Many students are working long hours as well as studying at university, because for them, every penny counts. A look at any price comparison website will reveal that many popular brands of laptop computers are available for less than £200, but would not now qualify for DSA grants under those regulations, placing the obligation either directly on students themselves or on strained university budgets under this Government. Either universities will have to make the financial commitment themselves in pursuance of their duty to make reasonable adjustments under the Equality Act, or affected students will face the additional costs for equipment that is vital for them to be able to study properly.

It is grossly unfair that the Government have proven to be so out of touch in drawing up the new rules and bringing in a £200 laptop tax, even though the average expenditure per student has fallen over the past eight years. I urge them to take the opportunity presented by this debate to reflect again, or the Government who were the authors of the pasty tax and the granny tax will have a further problem with their legacy by inflicting an unfair £200 laptop tax on thousands of students with disabilities or acute learning needs who are beginning their courses next September.

Even more extraordinary is the Government’s position in the explanatory memorandum to the regulations, confirmed in parliamentary written answers to me by the Minister for Universities, Science and Cities, that the laptop tax would have no impact on business, charities or the voluntary sector. The views expressed to me by the assistive technology sector—by individual companies and by the British Assistive Technology Association—have been somewhat different from the complacent attitude shown by the Minister. It is striking that the Minister believes that the imposition of this new laptop tax would have no impact on the ability of students with disabilities or particular learning needs to attend university. That is not the view strongly expressed by the National Union of Students. There has been no answer from the Government about how the laptop tax would be paid or collected. It is the case that 83% of students purchase their laptop through their DSA payments and 98% of students told the NUS that that was the source of their funding for acquiring supportive software.

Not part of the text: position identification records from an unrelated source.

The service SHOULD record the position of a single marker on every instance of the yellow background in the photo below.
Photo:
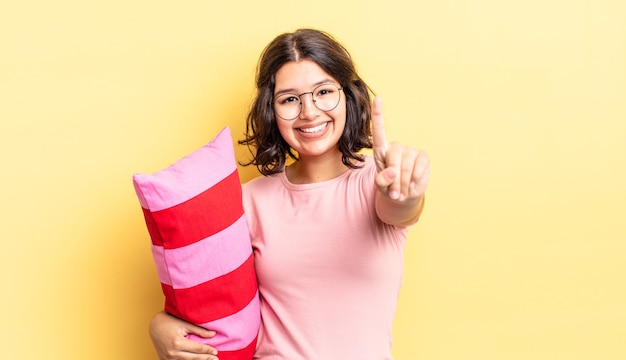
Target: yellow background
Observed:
(521, 253)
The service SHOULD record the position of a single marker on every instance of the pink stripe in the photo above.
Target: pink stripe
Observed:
(236, 331)
(189, 176)
(205, 260)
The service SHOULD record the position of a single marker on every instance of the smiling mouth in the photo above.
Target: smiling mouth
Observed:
(314, 129)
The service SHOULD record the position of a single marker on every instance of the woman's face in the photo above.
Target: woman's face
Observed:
(314, 132)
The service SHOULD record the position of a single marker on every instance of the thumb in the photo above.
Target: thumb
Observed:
(385, 178)
(192, 329)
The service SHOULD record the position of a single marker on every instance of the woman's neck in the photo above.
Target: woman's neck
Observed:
(318, 169)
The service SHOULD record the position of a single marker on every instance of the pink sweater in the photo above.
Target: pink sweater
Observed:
(329, 270)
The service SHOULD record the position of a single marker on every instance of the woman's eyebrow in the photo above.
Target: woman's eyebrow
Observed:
(293, 90)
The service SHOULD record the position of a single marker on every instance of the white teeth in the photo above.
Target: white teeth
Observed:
(314, 129)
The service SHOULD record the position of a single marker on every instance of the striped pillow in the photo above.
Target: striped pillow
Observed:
(201, 245)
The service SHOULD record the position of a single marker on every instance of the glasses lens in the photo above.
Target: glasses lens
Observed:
(287, 106)
(326, 97)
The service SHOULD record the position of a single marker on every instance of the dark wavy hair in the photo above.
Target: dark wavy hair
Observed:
(269, 150)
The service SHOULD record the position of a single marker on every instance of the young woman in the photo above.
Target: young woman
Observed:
(328, 225)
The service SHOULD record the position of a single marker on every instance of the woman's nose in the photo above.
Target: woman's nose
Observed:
(309, 109)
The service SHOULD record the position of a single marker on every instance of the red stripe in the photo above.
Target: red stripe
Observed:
(199, 217)
(242, 354)
(153, 230)
(214, 299)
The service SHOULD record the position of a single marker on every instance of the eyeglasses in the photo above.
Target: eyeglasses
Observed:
(325, 97)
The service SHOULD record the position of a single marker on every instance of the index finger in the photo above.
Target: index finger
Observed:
(379, 137)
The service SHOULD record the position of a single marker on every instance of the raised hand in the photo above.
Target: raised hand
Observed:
(402, 172)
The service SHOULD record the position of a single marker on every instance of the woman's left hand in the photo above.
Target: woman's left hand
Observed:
(402, 172)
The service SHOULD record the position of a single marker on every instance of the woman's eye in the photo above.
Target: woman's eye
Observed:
(288, 99)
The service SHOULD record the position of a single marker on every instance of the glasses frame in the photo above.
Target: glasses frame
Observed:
(339, 89)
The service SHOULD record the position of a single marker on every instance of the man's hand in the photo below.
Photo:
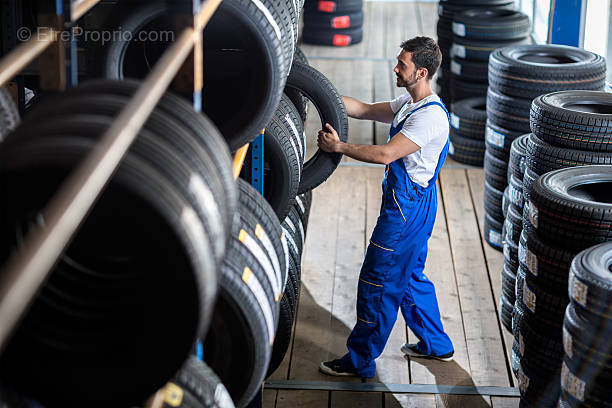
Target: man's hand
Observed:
(328, 141)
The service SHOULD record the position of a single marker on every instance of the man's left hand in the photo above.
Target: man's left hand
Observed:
(329, 141)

We have no details about what support the Government will provide to universities in cases in which a student faces particular financial hardship. We have no clarity on what will happen in the case of postgraduate students who would be eligible for DSA but no other financial support. We have no information about the Government’s plans for bulk purchasing, which they have previously floated as a solution to the problem that they have now got themselves into.

The Prime Minister once said that we should judge a Government by how they treat the most vulnerable. Disabled students have all the talent in the world and contribute billions of pounds in tax revenues to the economy when they graduate. They deserve a Government who are on their side, not acting against their interests with a £200 laptop tax being sneaked through the House without a substantive vote.

Assistive technology companies are one of our new economic success stories in manufacturing, contributing £55 million a year in tax revenues to the Exchequer. The 21 small businesses directly involved, some of which have been scathing about the lack of proper Government consultation and engagement on the proposal, and the wider supply chains that they support deserve better from Government than this. I urge the Minister to use the opportunity presented by the debate this week to reflect on what is right for disabled students and our universities, to support our small and medium-sized manufacturers in an important industrial sector and to scrap the laptop tax before it causes further financial hardship to thousands of disabled people across the country.